Electronic Arts has drawn immense criticism from the gaming community over so-called loot boxes and how they are implemented in Star Wars Battlefront II, but it is not just gamers who are speaking out. Belgium's Gaming Commission has determined that loot boxes are a form of gambling and is seeking a ban against them in Europe, and Rep. Chris Lee of hawaii is taking a similar in the United States. According to Lee, loot boxes are a form of gambling aimed at children and it is time to "draw the line."
In a video showing Lee and others speak out against the current state of microtransactions, Lee calls to attention Battlefront II and the "predatory behavior" EA is engaging in. "It's a trap," he says, likening Battlefront II to a "Stars Wars-themed online casino designed to lure kids into spending money." As a result of the cycles that loot boxes create, many folks feel compelled to spend thousands of dollars on loot boxes.
In a followup post on Reddit, Lee explains that the video was not meant to be made public yet, but since the cat was let out of the bag, he decided to leave it up and further explain his position.

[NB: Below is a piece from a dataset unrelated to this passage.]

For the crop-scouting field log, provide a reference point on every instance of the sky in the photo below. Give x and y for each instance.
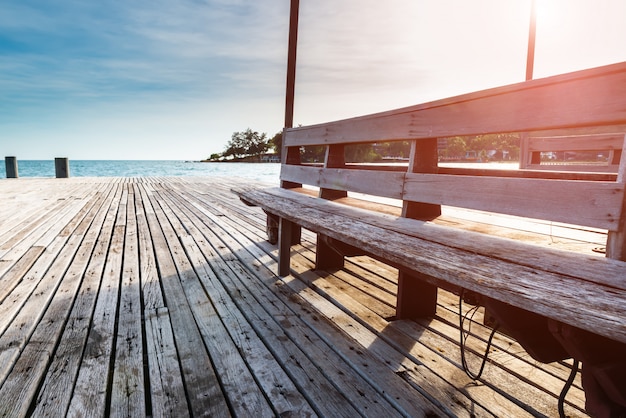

"These kinds of lootboxes and microtransactions are explicitly designed to prey upon and exploit human psychology in the same way casino games are so designed. This is especially true for young adults who child psychologists and other experts explain are particularly vulnerable. These exploitive mechanisms and the deceptive marketing promoting them have no place in games being marketed to minors, and perhaps no place in games at all," Lee stated.
The reason Lee and others who share his position view loot boxes as a form of gambling is, in part, because of the randomized content. A player could pay money for a loot box only to be disappointed by what it contained, and then feel compelled to try again.
They also take issue with the pay-to-win model, in which loot boxes extend beyond cosmetic upgrades to in-game items. As it pertains to Battlefront II, EA decided to prevent players from accessing key characters such as Luke Skywalker and Darth Vader without either a lengthy grind or paying additional money. Loot boxes have been a hot topic for some time now, but things really boiled over when a Battlefront II player who spent $80 on the Deluxe Edition posted his frustration over microtransactions on Reddit. EA's response to that post in defense of microtransactions became the most downvoted post in Reddit history. The negative attention also prompted Disney to phone EA to voice its displeasure over the situation, as Disney is very protective of its intellectual property.
Now Lee and others are calling for people to band together to end the practice of loot boxes.
"I believe this fight can be won because all the key bases of political support across the country are on the same side. The religious community, the medical community, the education community, consumer advocates, parents, even many business leaders and local chambers of commerce. This is a fight that unites everyone, even the most polarized conservatives and progressives. Doing something is a political win for Democrats and Republicans alike. And frankly, we don't need to change the laws in every state—we just need to change a few and it will be enough to draw the line and compel change," Lee says.
And so it begins in earnest. Depending on how this all plays out, in a weird sort of way, gamers may have EA to thank for putting an end to loot boxes.